Many variations of MINs have been introduced. A MIN is defined by, its topology, switching strategy, routing algorithm, scheduling mechanism and fault tolerance. A reconfigurable MIN can take advantage of the regular communication patterns to minimize the contention and to improve the global bandwidth of the system. Simulation in SystemC at different levels of abstraction is a first exploration before synthesis on FPGA.
In this context, we are also developing new coherency maintenance protocols especially dedicated to MPSoC architectures equipped with high performance NoC. In this study, we aim to demonstrate that coherency protocols dedicated to shared memory MPSoC equipped with NoC (such as MIN or crossbar) are more efficient than existing protocols. The under design protocols take into-account the behaviour of the application and automatically adapts the manner by which read/write operations are performed.
Implementing partial dynamic reconfiguration in FPGAs
The domain of Reconfigurable Architectures is very vast and has lead to a spectrum of Reconfigurable Architectures (RAs). These RAs can be classified in general as either Coarse Grain RAs or Fine Grain RAs. The Coarse Grain RAs are basically suited for specific, customized data path applications with advantages of having increased performance and less communication delays. The disadvantage of these RAs is their lack of flexibility to adapt to general applications. Fine Grain RAs (mainly SRAM Based commercial FPGAs) work at the bit level manipulation level and offer greater flexibility in terms of adaptability to applications with a cost of increased reconfiguration time, performance and communication delays.
We basically focus on these Fine Grain RAs, i.e. FPGAs particularly Xilinx's Virtex Series FPGAs which have the capability to carry out Partial Dynamic Run time Reconfiguration (PDR). The objective of the thesis is to extend the work already carried in our Gaspard2 chain and to introduce the notion of dynamic reconfiguration in Gaspard2. For this purpose, we plan to introduce certain aspects of the UML Profile for MARTE (Modeling and Analysis of Real-Time and Embedded Systems) in the Gaspard2 Environment.
We have explored the architecture necessary to carry out the PDR [Oops!] . Addition of Physical properties (such as power consumption, area layout, reconfiguration time) are some of the notions to be included related to PDR in our work. A notion of QoS is also to be implemented associated with a controller responsible to carry out the reconfiguration. This mainly helps to change the context of the application depending on the user needs.
Although, the notion of Control (for the synthesis of VHDL) is present in the existing environment i.e. the static control implemented in the FPGA can choose between different configurations, the only problem is that it is static in nature. For our need, we need to introduce the notion of dynamic control in the Gaspard2 environment which will be integrated with the notion of QoS.
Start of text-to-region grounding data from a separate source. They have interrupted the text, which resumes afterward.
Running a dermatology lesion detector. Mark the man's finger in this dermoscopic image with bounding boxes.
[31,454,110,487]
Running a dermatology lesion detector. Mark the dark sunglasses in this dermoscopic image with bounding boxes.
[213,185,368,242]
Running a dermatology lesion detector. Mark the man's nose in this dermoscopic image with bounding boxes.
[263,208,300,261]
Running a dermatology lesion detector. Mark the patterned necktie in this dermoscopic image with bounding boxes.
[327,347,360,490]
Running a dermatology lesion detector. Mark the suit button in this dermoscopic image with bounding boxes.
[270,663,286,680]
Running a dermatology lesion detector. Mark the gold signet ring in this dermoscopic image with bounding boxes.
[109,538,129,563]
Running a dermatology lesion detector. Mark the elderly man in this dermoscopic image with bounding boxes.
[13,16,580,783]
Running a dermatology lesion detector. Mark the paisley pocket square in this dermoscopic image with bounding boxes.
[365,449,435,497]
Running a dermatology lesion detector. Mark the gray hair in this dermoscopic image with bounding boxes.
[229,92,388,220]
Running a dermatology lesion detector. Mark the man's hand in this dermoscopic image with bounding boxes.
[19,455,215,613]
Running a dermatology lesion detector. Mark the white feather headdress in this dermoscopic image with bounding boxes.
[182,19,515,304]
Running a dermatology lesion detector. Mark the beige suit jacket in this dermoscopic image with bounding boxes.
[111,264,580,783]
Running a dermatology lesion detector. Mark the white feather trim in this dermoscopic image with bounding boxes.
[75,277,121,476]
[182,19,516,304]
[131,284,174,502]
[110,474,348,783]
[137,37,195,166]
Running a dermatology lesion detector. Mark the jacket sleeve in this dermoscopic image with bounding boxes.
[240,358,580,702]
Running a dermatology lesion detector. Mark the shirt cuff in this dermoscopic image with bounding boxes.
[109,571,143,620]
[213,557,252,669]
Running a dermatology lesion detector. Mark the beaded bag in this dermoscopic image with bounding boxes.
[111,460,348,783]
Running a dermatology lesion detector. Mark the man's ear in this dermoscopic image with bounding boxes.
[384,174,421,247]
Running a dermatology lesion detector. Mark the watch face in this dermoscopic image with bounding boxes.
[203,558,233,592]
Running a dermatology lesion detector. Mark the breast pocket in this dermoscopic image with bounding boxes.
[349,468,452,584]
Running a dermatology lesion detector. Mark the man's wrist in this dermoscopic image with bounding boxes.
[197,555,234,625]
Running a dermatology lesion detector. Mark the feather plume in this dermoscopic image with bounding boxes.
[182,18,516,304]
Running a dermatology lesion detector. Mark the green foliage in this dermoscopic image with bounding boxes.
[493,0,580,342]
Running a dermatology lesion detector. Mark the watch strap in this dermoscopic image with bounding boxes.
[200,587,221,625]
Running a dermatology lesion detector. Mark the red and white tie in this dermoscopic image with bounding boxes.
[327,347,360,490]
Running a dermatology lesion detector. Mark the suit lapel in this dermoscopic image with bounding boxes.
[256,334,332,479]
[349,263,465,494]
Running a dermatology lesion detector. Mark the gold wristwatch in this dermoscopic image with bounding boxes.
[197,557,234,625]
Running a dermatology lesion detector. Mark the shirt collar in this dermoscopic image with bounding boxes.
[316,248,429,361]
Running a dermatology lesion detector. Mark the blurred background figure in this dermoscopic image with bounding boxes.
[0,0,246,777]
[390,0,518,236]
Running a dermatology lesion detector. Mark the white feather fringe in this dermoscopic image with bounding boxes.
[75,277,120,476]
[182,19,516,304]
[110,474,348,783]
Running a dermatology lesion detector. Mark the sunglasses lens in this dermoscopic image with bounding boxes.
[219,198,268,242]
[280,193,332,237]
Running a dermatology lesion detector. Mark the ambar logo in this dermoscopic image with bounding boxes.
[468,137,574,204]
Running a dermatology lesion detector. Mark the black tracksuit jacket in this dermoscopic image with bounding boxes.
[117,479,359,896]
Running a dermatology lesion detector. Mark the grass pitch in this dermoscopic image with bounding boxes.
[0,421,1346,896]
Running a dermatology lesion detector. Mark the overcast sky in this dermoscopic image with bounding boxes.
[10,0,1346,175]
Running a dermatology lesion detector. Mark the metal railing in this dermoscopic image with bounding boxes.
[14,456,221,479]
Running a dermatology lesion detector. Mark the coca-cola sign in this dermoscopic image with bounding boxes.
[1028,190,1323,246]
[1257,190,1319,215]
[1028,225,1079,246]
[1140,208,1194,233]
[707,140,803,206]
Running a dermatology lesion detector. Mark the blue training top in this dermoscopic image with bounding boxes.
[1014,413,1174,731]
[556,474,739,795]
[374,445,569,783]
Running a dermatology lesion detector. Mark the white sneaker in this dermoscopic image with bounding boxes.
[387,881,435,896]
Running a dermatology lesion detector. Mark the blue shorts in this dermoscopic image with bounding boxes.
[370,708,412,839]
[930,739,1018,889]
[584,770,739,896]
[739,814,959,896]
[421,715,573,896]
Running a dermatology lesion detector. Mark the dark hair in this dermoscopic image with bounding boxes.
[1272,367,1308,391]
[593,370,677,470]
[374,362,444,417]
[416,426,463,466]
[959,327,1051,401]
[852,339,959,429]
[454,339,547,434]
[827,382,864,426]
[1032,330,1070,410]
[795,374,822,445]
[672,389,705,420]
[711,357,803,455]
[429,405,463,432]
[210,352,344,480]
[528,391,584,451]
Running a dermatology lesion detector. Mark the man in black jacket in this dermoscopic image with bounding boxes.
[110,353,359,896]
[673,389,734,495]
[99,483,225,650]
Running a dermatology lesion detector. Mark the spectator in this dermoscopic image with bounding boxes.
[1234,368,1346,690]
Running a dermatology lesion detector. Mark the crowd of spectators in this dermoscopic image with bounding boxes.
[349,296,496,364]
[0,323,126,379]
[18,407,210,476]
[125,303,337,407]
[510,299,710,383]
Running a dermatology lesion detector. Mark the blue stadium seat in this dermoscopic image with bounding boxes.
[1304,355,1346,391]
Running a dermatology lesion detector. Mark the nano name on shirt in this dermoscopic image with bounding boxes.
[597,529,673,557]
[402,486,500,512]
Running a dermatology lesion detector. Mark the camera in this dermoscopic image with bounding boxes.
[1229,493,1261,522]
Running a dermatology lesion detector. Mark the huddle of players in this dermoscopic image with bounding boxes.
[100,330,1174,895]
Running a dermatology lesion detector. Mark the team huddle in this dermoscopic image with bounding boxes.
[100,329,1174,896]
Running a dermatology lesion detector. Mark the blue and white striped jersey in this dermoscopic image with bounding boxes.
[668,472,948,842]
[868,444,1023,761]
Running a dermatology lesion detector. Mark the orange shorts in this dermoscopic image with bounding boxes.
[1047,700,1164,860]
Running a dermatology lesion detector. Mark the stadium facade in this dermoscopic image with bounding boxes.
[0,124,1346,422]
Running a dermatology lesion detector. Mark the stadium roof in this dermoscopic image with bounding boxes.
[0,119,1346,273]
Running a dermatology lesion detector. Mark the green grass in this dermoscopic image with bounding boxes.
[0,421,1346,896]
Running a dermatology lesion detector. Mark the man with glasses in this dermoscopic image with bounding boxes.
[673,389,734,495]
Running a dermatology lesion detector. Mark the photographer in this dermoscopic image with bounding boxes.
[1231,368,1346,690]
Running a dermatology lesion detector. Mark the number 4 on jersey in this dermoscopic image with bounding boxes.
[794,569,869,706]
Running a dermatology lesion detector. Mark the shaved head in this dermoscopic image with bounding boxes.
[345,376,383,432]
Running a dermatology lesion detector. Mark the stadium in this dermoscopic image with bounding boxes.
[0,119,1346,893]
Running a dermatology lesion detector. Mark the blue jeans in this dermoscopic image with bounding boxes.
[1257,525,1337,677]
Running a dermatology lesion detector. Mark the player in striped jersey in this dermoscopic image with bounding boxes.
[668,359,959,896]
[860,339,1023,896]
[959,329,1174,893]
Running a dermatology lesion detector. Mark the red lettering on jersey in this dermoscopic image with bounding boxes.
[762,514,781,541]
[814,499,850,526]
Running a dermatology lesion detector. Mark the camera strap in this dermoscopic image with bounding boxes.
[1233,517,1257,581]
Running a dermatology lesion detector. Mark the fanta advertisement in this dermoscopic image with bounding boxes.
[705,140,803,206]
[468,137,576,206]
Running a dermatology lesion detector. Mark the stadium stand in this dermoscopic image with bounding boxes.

Compilation technique for data-parallelism
The Array-OL transformation toolbox now implemented and integrated in Gaspard2 was tested on real applications. As a result of these tests, we got some important feed-back on the transformations. The major problem is introduced by the presence of more than one intermediary array between two tasks intended for fusion. The solution previously proposed and implemented implied the multiplication of the first task, which introduces a lot of re-calculations. A new partial solution was proposed and developed for the case where the intermediary arrays are represented by the same array but consumed multiple times.
Another direction of research is represented by the introduction of inter-repetition dependencies and their impact on the Array-OL transformations. As a first result was the need to extend the concept of inter-repetition dependence by allowing multiple default-links characterized by tilers (the tilers construction guaranties that just one default-link can be chosen for a repetition instant). An additional stage will be added to the Array-OL transformations, the one that will transform the inter-repetition dependencies according to the repartition of repetitions before and after the transformation.
Due to the complex way we can express pattern consumption/producing in Array-OL with the help of tilers, the task of writing those tilers is not trivial, especially for users not familiar with the semantics of Array-OL. To ease this task we have implemented a tiler editor that can be connected anywhere we need to and provides help by identifying some probable choices for a tiler (separate dimensions for repetition and pattern, patterns parallel with the axes, sliding windows). The next step is to extend this editor with a visual interface more suited for more complicated constructions.
The work about the GILR optimization heuristics has continued with the visit of Abou El Hassan from the university of Oran, Algeria. We have started the investigation of a hierarchical genetic algorithm based heuristic. Preliminary results have been published [Oops!] .